Ao olhar para o mapa de idades dessas galáxias, eles descobriram algo surpreendente sobre a história do universo:

  • O Pico: A maioria dessas galáxias "fábrica de estrelas" viveu há cerca de 10 bilhões de anos (quando o universo tinha cerca de 3 a 4 bilhões de anos).
  • O Declínio: Depois desse pico, o número de galáxias gigantes e empoeiradas caiu drasticamente.
  • O Mistério do "Alto Redshift" (Galáxias muito antigas): Antes, muitos cientistas achavam que havia muitas dessas galáxias gigantes existindo logo após o Big Bang (quando o universo tinha menos de 1,5 bilhão de anos).
    • A verdade: Este estudo mostrou que quase não existem galáxias empoeiradas gigantes nessa época tão antiga. Apenas cerca de 10% estão além de 4 bilhões de anos de idade do universo, e menos de 2% estão além de 5 bilhões.
    • Analogia: É como se você achasse que havia muitos prédios de 50 andares sendo construídos no início da cidade, mas, na verdade, naquela época, só havia construções pequenas. As "fábricas gigantes" só começaram a aparecer mais tarde.

4. O Problema das "Adivinhações" (Redshifts Fotométricos)

Como é difícil ouvir a "voz" de todas as galáxias, os astrônomos usam métodos de "adivinhação" baseados em cores (redshifts fotométricos) para estimar a idade. É como tentar adivinhar a idade de alguém apenas pela cor da roupa.

  • O Teste: Eles usaram as idades reais que descobriram (as "carteiras de identidade") para testar quão boas eram essas adivinhações.
  • O Resultado: As adivinhações falharam muito! Em mais de 20% dos casos, elas erraram feio. Pior ainda, a maioria das adivinhações tendia a dizer que as galáxias eram mais antigas e mais distantes do que realmente eram.
  • Consequência: Isso fez com que os cientistas pensassem que havia muitas galáxias antigas e gigantes, quando na verdade elas eram mais jovens e próximas.

5. O Papel do Telescópio JWST

O novo telescópio espacial James Webb (JWST) é como um supermicroscópio que vê no infravermelho. A equipe esperava que ele resolvesse o problema de identificar as idades.

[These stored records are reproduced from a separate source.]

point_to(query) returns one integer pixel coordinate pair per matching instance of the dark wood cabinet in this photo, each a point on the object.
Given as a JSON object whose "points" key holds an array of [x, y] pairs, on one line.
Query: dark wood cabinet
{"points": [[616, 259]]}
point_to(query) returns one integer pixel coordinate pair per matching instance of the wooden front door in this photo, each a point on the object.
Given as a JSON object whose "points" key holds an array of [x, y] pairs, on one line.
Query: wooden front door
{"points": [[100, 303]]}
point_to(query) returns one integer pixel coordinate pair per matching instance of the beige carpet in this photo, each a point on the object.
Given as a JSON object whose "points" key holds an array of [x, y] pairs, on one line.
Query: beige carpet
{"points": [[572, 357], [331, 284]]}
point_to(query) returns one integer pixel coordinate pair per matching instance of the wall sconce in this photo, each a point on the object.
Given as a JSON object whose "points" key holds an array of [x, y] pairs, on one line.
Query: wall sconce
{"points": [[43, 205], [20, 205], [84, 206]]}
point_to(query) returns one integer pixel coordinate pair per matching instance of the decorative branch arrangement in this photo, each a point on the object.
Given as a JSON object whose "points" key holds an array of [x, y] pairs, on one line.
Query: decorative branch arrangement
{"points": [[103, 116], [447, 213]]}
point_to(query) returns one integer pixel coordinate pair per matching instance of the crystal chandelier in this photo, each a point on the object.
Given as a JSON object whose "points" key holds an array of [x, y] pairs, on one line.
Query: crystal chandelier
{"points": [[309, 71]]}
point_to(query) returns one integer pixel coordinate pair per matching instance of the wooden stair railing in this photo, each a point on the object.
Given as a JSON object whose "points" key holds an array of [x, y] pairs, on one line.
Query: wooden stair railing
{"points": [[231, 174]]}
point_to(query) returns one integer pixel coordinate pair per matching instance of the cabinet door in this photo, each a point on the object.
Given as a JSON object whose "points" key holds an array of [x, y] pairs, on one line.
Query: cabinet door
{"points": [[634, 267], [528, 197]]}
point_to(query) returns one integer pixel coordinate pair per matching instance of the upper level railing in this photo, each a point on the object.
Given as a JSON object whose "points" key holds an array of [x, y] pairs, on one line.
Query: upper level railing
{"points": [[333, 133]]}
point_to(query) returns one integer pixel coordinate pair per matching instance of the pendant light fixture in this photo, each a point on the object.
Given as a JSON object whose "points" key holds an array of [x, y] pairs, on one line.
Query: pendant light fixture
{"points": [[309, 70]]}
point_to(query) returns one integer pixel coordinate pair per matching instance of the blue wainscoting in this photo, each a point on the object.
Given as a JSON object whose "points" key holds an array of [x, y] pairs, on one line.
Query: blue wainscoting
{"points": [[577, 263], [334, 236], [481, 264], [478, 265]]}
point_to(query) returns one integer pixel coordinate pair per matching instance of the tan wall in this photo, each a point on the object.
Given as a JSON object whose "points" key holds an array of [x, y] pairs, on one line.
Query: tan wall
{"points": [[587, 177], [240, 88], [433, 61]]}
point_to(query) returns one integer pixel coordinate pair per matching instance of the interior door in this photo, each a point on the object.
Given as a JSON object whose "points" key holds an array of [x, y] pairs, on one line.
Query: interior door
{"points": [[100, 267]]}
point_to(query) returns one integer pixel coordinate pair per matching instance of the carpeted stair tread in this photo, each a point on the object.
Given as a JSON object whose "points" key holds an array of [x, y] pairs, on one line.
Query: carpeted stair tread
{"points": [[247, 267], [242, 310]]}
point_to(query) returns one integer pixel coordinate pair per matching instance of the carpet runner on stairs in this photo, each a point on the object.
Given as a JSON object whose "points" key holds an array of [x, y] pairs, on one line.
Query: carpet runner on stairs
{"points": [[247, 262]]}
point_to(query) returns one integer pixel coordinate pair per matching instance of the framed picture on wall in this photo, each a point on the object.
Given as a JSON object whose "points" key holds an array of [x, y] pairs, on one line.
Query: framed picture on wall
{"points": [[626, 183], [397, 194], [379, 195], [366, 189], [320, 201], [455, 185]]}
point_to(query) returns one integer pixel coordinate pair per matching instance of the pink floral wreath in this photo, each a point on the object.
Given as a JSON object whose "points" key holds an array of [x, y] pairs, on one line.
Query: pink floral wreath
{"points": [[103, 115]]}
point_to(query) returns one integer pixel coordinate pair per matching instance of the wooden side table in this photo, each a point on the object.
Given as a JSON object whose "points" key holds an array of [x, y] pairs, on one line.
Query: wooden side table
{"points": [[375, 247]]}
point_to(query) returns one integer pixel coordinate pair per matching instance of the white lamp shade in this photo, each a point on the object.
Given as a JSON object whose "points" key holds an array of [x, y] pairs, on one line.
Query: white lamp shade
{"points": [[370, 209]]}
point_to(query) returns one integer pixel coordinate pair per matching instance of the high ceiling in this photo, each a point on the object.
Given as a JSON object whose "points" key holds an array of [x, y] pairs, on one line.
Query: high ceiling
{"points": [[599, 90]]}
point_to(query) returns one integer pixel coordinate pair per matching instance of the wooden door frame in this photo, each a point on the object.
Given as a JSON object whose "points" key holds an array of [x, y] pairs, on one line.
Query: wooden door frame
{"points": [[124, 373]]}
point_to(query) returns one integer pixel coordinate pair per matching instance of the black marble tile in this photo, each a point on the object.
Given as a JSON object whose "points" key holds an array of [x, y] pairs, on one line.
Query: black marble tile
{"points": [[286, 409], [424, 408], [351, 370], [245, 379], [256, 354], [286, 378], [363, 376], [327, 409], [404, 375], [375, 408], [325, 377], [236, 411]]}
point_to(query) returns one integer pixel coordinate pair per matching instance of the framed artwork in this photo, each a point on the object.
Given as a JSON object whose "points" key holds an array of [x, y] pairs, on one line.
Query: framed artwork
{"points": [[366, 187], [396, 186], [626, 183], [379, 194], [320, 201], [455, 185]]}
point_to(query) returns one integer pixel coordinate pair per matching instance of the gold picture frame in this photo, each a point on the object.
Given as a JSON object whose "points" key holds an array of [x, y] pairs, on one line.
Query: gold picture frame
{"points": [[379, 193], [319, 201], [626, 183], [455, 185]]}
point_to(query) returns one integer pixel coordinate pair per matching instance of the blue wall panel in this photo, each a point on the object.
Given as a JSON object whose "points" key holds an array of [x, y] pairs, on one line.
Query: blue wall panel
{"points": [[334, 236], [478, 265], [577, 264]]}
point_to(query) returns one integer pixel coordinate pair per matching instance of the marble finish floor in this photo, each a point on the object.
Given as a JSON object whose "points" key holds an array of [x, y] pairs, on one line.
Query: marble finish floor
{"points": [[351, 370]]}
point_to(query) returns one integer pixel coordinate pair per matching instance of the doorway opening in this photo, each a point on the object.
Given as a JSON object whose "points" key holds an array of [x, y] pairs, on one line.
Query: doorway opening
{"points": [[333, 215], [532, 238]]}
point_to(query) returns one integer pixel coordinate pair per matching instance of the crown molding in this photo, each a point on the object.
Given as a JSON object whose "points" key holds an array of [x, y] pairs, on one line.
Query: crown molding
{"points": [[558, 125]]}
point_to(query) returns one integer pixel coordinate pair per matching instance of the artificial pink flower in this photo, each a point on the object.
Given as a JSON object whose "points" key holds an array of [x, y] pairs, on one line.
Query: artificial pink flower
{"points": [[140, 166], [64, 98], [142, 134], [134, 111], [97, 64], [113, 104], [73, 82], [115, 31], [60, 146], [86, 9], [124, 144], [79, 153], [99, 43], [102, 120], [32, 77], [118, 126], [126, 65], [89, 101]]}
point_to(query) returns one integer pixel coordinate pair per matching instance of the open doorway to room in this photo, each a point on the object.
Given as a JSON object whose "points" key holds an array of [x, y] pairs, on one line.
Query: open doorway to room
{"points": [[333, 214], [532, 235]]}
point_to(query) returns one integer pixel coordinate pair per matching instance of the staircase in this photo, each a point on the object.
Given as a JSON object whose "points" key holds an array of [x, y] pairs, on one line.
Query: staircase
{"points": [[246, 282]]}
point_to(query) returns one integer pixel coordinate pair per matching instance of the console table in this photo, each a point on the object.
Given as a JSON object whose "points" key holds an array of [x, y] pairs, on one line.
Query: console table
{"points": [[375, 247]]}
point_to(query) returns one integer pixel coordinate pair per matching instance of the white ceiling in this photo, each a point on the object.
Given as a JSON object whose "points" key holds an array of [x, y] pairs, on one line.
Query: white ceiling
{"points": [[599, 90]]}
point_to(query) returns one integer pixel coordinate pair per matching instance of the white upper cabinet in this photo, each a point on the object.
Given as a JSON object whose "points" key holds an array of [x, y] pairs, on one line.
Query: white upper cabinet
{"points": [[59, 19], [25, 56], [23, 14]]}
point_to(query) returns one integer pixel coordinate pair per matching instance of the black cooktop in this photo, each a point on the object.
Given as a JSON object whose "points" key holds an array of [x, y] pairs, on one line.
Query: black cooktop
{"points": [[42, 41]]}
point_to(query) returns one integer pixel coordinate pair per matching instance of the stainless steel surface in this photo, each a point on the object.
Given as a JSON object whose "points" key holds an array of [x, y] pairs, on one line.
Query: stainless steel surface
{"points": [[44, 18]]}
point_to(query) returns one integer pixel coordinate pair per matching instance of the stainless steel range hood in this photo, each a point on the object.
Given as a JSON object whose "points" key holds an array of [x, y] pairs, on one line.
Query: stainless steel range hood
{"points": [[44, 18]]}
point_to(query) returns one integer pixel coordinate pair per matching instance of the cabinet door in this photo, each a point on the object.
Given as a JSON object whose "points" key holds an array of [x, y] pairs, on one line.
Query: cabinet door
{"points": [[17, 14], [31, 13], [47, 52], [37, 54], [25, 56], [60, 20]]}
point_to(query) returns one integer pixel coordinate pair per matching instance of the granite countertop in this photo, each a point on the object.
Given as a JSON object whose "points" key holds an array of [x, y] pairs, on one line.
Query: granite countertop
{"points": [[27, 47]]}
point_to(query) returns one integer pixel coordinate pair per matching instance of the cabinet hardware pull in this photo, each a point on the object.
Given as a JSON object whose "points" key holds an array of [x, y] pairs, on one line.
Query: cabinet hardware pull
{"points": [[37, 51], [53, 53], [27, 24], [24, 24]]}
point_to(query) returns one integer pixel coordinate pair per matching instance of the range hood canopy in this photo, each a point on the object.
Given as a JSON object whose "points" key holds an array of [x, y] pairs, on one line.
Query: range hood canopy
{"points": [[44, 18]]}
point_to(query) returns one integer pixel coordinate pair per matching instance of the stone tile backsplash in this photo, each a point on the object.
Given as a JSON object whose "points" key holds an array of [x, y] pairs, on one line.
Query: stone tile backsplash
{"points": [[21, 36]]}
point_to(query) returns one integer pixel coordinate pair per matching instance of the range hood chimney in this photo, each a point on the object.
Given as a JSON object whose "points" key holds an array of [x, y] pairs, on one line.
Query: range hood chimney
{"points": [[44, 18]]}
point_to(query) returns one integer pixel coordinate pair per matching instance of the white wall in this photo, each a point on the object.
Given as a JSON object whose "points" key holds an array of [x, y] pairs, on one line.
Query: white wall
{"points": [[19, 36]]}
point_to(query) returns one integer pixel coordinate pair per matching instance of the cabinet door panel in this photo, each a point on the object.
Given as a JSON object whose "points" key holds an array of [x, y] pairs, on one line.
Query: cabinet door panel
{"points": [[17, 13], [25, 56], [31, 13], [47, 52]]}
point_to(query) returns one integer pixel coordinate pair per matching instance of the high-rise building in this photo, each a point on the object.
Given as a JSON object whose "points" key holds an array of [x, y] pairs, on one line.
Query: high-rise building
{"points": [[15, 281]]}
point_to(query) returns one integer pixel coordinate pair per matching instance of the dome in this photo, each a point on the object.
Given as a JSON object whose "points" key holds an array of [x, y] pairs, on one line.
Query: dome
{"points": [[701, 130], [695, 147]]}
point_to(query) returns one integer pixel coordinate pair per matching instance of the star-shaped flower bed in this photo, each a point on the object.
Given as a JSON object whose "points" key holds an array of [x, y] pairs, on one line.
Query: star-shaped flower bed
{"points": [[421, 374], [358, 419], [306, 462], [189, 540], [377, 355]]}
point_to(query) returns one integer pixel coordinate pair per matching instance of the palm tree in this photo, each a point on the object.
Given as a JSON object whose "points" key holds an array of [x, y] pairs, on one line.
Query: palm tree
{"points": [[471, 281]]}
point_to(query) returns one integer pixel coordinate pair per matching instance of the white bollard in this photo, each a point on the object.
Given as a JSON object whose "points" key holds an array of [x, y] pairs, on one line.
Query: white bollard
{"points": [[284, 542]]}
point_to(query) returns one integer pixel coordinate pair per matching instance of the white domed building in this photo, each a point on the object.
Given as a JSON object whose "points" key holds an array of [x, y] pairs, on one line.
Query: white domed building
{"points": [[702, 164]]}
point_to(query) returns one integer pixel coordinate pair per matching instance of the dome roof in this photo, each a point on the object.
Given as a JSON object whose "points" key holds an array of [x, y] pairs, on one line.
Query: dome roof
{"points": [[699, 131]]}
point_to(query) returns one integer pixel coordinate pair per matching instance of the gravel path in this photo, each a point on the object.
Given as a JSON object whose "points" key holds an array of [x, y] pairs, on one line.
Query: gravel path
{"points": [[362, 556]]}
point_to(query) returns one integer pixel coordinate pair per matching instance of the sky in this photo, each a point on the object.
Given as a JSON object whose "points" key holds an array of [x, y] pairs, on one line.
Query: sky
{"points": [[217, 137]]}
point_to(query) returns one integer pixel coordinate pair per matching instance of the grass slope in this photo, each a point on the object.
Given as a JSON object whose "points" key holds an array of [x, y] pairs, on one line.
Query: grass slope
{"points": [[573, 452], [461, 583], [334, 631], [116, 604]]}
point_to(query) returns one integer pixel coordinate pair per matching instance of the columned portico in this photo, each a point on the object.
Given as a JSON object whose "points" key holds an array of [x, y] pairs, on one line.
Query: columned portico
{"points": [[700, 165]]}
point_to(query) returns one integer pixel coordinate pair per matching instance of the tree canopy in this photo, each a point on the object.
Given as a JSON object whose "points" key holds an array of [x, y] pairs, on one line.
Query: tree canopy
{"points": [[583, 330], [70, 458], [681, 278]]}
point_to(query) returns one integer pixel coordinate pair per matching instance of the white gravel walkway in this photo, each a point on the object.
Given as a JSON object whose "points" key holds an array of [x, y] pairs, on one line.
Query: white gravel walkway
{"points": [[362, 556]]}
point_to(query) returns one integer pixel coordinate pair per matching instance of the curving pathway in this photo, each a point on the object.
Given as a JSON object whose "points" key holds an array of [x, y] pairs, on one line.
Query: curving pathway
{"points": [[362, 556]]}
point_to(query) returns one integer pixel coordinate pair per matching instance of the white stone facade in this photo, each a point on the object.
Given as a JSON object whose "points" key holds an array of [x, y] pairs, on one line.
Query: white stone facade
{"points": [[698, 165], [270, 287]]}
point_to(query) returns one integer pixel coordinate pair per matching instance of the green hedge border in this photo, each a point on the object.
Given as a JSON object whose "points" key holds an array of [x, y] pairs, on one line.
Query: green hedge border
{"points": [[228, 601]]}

  • O que aconteceu: Quando o JWST foi apontado para essas galáxias, ele foi muito eficiente (quase 100% de sucesso em identificar a idade).
  • O problema: O JWST ainda só conseguiu olhar para 30% dessas galáxias. É como ter um microscópio incrível, mas só poder usá-lo em uma pequena amostra de bactérias. Para ver o quadro completo, precisamos de mais tempo de observação.

Resumo em uma frase

Este estudo usou o telescópio ALMA para descobrir a idade real de muitas galáxias empoeiradas, provando que elas são mais jovens do que pensávamos e que as "fábricas de estrelas" gigantes quase não existiam nos primeiros momentos do universo, corrigindo assim nossa visão da história cósmica.

Em suma: Eles trocaram as "adivinhações" por "fatos", e os fatos mostraram que o universo jovem era um lugar mais tranquilo do que imaginávamos, com menos gigantes empoeirados do que as estimativas anteriores sugeriam.